I blame all this on the toilet in our upstairs bathroom. One of those white, space-aged newfangled things where the lid closes slowly — consistently slowly, the same time slowly — on its own accord, it may be unpopular with lovers of toilet-seat-slamming, but for people who love automatic things in general, it’s a beautiful invention that makes every trip to the toilet an experience to behold. I could watch that lid close for hours. To look forward to, even. I can’t remember what life was like before the toilet and its automatically-closing lid was installed, but I do know this much with certainty: after it was installed, life was very different indeed. As beautiful as the toilet is, its arrival poisoned and contaminated the rest of my life with a desire to have everything automatically done for me.

Now, I’m in a trap.

I don’t know how to make it all better, either. I am open to suggestions. What I want, really, is to forget about the toilet’s automatically closing lid. To forget that it had ever been invented, and to forget that the doors of shops, residences and venues don’t always have to open for me. That there was a time when all people opened them on their own accord. But I can’t, can I? Not without seriously damaging my brain and compromising my ability to do basic or more complicated things. It’s there now, and that’s tough shit.

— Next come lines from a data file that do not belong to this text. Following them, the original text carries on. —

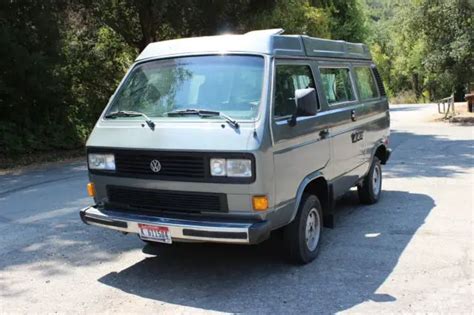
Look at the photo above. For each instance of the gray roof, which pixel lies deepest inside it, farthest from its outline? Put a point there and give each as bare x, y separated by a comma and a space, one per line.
270, 42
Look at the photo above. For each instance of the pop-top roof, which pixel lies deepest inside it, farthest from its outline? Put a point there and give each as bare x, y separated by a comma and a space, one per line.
270, 42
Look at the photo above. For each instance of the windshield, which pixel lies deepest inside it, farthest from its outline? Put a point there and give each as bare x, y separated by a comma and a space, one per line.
229, 84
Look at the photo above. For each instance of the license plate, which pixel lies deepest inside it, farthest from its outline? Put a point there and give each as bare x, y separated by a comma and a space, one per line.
155, 233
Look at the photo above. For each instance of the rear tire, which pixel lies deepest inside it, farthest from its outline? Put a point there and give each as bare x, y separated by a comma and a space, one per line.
371, 187
303, 235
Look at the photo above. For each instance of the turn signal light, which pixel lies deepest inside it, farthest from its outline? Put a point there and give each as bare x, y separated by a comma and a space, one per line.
260, 203
91, 189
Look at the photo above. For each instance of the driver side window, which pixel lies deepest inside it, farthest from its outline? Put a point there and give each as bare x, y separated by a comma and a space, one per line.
289, 78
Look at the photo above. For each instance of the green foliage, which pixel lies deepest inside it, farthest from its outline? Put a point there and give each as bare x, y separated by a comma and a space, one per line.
423, 46
34, 95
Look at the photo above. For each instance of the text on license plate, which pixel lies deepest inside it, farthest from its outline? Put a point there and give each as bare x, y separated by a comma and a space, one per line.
155, 233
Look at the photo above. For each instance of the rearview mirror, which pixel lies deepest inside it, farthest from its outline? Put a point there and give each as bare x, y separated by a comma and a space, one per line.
306, 104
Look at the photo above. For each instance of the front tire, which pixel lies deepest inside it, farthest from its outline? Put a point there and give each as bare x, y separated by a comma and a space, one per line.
371, 187
303, 235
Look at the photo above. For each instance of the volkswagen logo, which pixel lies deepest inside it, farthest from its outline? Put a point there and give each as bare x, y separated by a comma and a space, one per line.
155, 166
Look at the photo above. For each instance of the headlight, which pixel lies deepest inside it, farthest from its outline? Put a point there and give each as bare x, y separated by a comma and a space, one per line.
218, 167
239, 168
101, 162
231, 167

And this is without even taking into account the plight of the half-automatically-opening-door — a real demon in any community. A tragic spectre of oddness with an intimidating level of no rhyme or reason, these can be found at various places in the United Kingdom — most notably Boots pharmacies — and defy all the things you thought you knew about automatic doors. In fact, when you really think about it, they don’t even deserve to have the title of automatic doors. Automatically-assisted-doors would be a more accurate description. How these work is anything but simple, and it seems to change every time, and have a deep and filthy desire to latch onto your mood and exacerbate the worst of it. To really drag you down. What happens is this: you approach the door and, it looking like any normal manual-opening door, push on it. Then, just as you are embracing that familiar age-old activity of opening a standard manually-opening door, the door begins to move on its own away from you. Just like that. Now, you might think that this is a good thing. Energy saving, you might decide, and all that crap. But it isn’t. Because just as you are almost fully through the door, the door begins to show signs of resistance. Of being…something else. Then you have to push with your body weight again, because the thing wants to fight you and it will not take no for an answer. Other times, in particular when you are in a mighty rush — a rush, even, where if you see someone you know and quite like speaking to, you have to invent some dramatic excuse just to get on with whatever you are doing and get away — the door will accelerate away from you with frightening speed, mimicking the power and etiquette of a standard automatically-opening door. This results in exactly what nobody wants to experience: you, hurtling forwards, often into the arms of an unsuspecting elderly pensioner — or the tampon aisle.